Organisationen wie z.B. die Stiftung Integracja, widersprechen jedoch energisch dieser geschönten Darstellung: Sie gehen von mindestens 5,5 Millionen Betroffenen aus. Darüber hinaus werden behinderte Kinder von den regulären Schulen meist abgewiesen, auch das harte Auswahlverfahren der wenigen Integrationsschulen bietet nur selten eine Chance; so strandet der Hauptanteil, auch nur leicht gehandicapter, auf der Sonderschule. Nur jeder fünfte Behinderte wird überhaupt berufstätig – kaum ein  anderes EU-Land muss eine so geringe Quote  vorzeigen.

„Die meisten am System und dem Umfeld Gescheiterten ziehen sich zurück, verfallen in Apathie und warten auf den Tod“, so Marek Soltys in einem Interview. Er weiß, wovon er spricht. Als der heute 48jährige mit 17 einen Unfall hatte, nahm sein Schicksal eine dramatische Wendung und dem Jugendlichen die Zukunftsperspektive: Die fehlerhafte Narkotisierung bei der Behandlung lähmte ihm die Beine – Heilung aussichtslos. Er resignierte, brach die Schule ab, zog sich in sich zurück. Doch dann gewann sein Lebenswille die Oberhand, er kämpfte gegen Ablehnung und Gleichgültigkeit seiner Mitmenschen, gegen zu hohe Bordsteinkanten, zu schmale Türen, fehlende Aufzüge und Rampen an öffentlichen Plätzen, gegen Behinderten-Ombudsmänner, die sich in die Lage der Blinden und Rollstuhlfahrer nicht hineinversetzen können und wollen, gegen Bürokraten, die auf seine Schreiben, wenn überhaupt, erst nach Monaten antworteten, ohne die angesprochenen Missstände zu ändern.

Vor ca. einem Jahr entdeckte er den Videoclip als „sein“ Medium:  Der erste Film über seine halsbrecherischen Bemühungen, in die Warschauer Metro zu gelangen, rüttelte auf – zigtausend fach wurde schon zugesehen, wie Soltys z.B. erfolglos versucht, mit Vollgas den Höhenunterschied zwischen Bahnsteig und Zug zu überwinden, oder einen Aufzug zu finden, der das Gewicht von Elektrorollstuhl und ihm samt treuen Begleiter, Labrador Spike, zulässt.

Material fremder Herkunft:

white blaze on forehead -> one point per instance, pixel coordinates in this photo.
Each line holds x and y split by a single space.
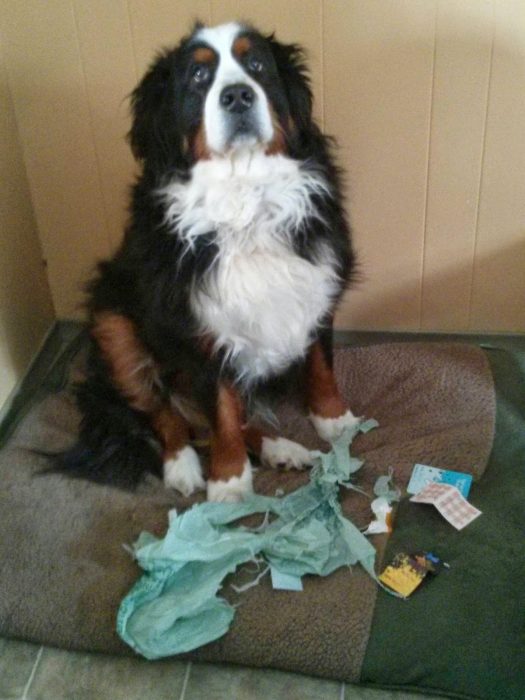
229 72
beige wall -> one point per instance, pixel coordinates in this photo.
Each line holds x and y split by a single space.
426 98
26 311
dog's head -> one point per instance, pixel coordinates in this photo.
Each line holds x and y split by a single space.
222 89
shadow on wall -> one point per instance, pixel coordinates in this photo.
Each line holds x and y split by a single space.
494 300
26 311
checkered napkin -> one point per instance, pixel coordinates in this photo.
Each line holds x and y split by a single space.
450 503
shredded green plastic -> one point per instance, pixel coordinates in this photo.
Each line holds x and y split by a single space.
174 606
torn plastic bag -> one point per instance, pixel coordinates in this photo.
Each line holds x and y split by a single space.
174 606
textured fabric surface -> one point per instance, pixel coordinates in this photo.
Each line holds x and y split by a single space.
464 633
64 569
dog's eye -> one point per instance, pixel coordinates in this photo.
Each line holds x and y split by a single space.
200 74
255 65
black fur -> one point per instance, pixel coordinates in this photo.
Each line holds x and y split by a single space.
116 442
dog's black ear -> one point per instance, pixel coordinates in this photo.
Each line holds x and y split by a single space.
291 65
149 107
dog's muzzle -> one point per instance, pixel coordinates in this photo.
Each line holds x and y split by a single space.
240 107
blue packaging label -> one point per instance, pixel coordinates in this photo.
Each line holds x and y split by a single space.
422 475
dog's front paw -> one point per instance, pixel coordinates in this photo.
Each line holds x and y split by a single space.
231 490
330 429
183 472
280 452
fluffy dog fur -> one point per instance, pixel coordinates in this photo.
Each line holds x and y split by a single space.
223 290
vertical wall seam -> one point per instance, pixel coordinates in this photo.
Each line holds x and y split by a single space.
21 147
132 40
427 177
481 169
102 189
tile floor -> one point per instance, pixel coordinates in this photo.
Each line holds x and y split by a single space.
32 672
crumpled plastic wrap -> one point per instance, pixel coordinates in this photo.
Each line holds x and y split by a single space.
174 606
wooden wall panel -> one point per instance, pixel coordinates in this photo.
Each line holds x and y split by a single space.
378 81
110 73
498 293
157 24
26 310
459 105
54 122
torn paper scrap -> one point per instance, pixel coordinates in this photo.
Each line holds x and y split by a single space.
450 503
423 475
382 521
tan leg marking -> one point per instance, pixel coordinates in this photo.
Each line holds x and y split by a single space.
132 369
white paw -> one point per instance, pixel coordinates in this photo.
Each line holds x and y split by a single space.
184 473
330 429
234 489
278 452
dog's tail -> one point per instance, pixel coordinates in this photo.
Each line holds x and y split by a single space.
116 444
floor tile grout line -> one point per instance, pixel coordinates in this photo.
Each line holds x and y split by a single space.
185 682
32 674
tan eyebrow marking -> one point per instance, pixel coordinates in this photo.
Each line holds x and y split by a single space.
203 55
241 46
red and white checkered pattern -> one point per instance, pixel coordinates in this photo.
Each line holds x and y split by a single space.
450 503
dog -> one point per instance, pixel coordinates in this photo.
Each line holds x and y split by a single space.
223 291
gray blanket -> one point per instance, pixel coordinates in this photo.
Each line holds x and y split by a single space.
64 569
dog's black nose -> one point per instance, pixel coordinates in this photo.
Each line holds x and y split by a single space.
237 98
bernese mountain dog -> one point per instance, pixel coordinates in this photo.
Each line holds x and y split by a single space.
222 294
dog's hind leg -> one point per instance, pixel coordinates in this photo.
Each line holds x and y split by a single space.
275 451
182 468
329 412
230 476
134 374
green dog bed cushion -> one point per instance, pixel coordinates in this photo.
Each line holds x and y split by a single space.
65 568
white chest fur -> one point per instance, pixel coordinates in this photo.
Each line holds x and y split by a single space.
260 300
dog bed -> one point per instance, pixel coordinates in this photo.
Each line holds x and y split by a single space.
65 570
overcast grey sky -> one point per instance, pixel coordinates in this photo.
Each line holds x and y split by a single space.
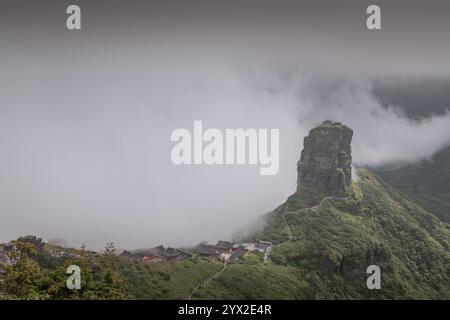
86 116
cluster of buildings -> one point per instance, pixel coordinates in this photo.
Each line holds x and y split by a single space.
229 251
161 254
224 250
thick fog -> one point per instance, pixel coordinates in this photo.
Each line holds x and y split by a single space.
86 119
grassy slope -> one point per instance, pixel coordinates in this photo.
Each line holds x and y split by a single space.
333 248
426 182
327 258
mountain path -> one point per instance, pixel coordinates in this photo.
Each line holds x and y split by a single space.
306 210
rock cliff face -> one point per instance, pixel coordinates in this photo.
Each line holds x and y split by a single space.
325 164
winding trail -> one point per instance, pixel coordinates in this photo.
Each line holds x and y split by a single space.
306 210
207 280
291 237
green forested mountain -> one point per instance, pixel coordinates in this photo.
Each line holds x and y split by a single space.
323 239
427 182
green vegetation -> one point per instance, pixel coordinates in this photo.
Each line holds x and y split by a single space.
333 246
327 257
427 182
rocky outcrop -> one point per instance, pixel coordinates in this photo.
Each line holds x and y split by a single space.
325 164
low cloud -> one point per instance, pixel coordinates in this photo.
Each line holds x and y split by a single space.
93 164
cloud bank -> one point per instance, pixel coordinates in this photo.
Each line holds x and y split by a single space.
86 152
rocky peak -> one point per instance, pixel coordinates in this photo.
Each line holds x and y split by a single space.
325 164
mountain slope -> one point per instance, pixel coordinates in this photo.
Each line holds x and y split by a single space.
332 247
427 182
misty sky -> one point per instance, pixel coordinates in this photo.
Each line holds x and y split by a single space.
86 116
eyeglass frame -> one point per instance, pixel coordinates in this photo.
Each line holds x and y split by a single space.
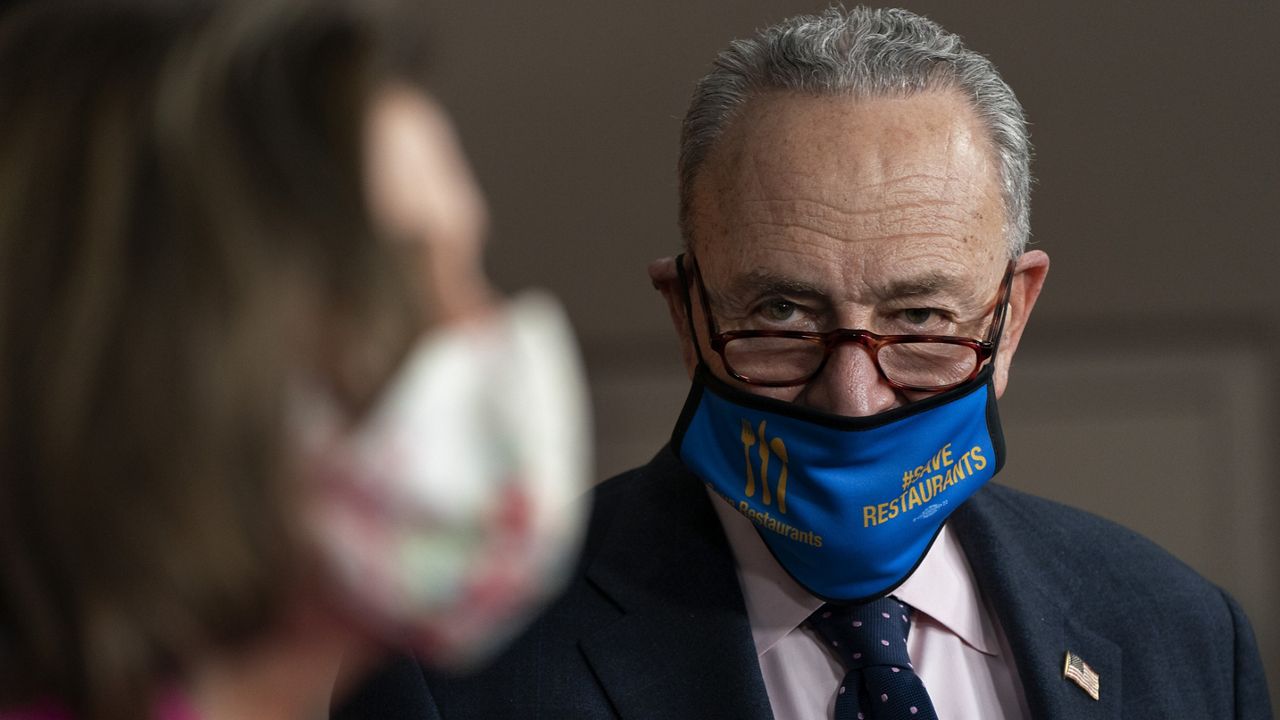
830 340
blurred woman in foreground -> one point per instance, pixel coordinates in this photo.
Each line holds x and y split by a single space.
257 408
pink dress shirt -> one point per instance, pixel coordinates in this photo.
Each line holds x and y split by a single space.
955 642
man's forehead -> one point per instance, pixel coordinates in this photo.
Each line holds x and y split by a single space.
871 278
890 176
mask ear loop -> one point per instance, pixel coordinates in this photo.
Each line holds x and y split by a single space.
689 304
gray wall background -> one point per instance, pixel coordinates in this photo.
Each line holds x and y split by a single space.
1147 383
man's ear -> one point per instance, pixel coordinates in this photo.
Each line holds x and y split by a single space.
666 281
1029 276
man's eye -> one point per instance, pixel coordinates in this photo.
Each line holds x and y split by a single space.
778 310
919 315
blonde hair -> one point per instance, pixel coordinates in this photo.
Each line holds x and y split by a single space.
182 232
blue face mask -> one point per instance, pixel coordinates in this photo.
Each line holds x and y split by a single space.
849 506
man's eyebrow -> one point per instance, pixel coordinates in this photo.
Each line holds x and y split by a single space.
766 282
927 283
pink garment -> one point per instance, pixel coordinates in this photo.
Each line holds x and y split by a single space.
955 642
170 706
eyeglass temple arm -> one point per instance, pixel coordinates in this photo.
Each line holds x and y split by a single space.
689 304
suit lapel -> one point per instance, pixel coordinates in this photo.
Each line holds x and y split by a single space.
682 647
1031 596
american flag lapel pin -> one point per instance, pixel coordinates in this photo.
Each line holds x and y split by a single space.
1079 673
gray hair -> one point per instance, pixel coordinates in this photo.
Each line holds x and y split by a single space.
864 53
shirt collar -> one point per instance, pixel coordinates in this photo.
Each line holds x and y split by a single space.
941 587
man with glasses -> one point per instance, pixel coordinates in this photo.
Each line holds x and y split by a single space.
821 538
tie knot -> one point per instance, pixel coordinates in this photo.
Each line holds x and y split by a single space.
867 634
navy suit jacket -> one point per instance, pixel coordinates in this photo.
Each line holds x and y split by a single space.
654 627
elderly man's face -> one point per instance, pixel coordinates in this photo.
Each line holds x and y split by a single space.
885 214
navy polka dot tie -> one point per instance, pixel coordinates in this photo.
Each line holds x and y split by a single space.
871 641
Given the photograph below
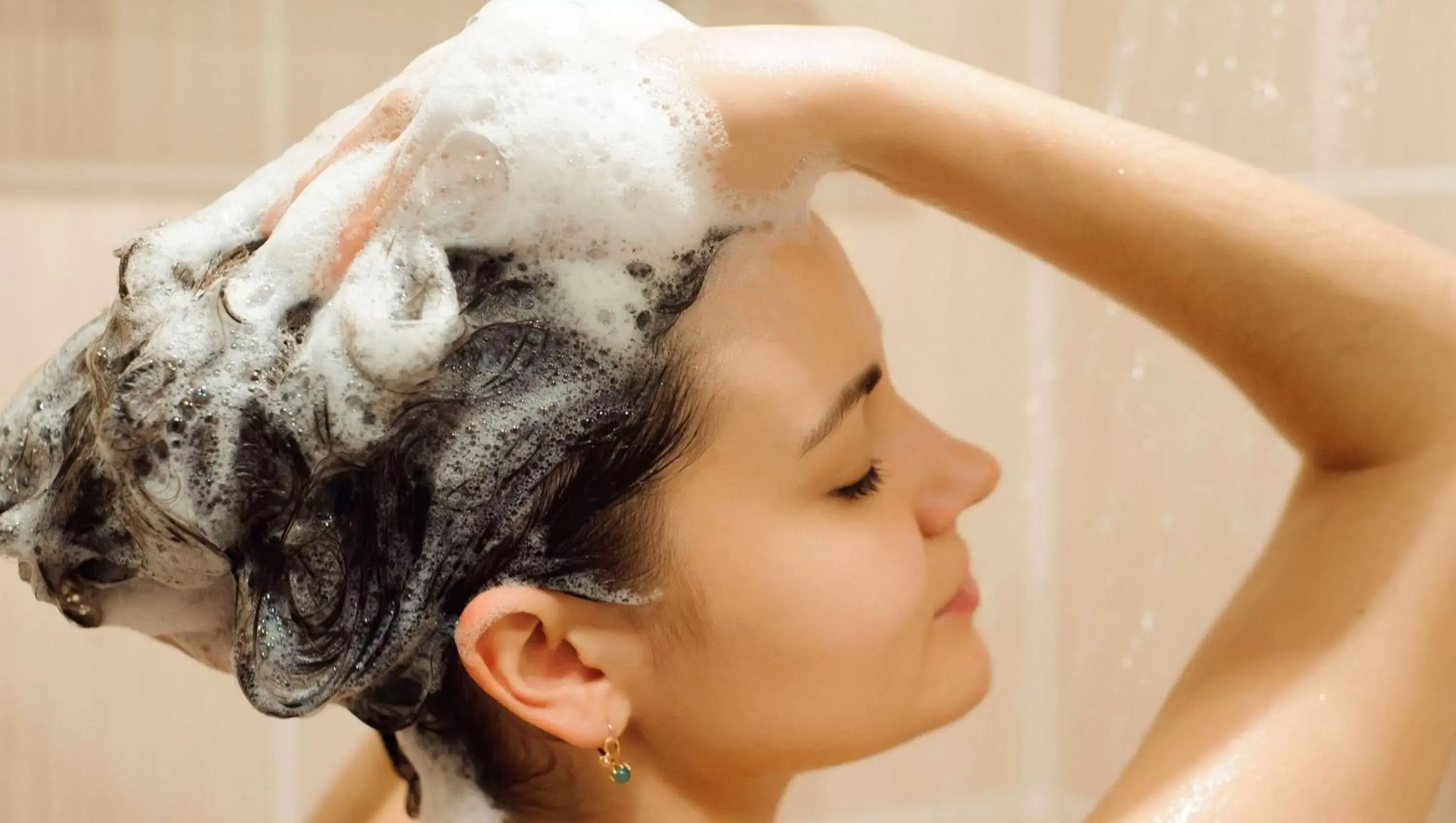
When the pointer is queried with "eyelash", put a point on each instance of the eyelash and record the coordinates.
(864, 487)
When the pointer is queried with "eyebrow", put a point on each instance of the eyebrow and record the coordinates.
(848, 398)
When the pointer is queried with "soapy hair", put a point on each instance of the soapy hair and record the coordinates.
(306, 477)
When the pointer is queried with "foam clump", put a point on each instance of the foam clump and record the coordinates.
(308, 444)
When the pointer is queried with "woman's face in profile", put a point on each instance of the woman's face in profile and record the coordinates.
(814, 529)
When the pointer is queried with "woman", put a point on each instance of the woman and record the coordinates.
(798, 518)
(829, 625)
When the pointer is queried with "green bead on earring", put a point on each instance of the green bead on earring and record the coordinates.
(611, 758)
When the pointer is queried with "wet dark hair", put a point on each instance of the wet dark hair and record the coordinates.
(599, 509)
(353, 566)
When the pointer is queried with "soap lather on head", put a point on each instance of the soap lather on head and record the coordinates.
(334, 404)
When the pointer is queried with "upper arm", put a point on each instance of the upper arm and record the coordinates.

Plötzlich setzen sich Mitmenschen für die Belange Behinderter ein, fordern barrierefreie Zugänge vor Schulen, Universitäten, Museen und Theatern. Zahlreiche Geschäfte und Einkaufspassagen haben bereits reagiert und die Eingänge behindertengerecht umgebaut, selbst das nach EU-Richtlinien gebaute Pissoir am Bahnhof funktioniert endlich.

Marek Soltys selbst wird „szalony wozkowicz“ genannt: Der verrückte Rollstuhlfahrer. Er bewegt bei weitem nicht nur seine Landsleute; mit seinen Filmen hilft er via Internet inzwischen weltweit seinen Leidensgenossen.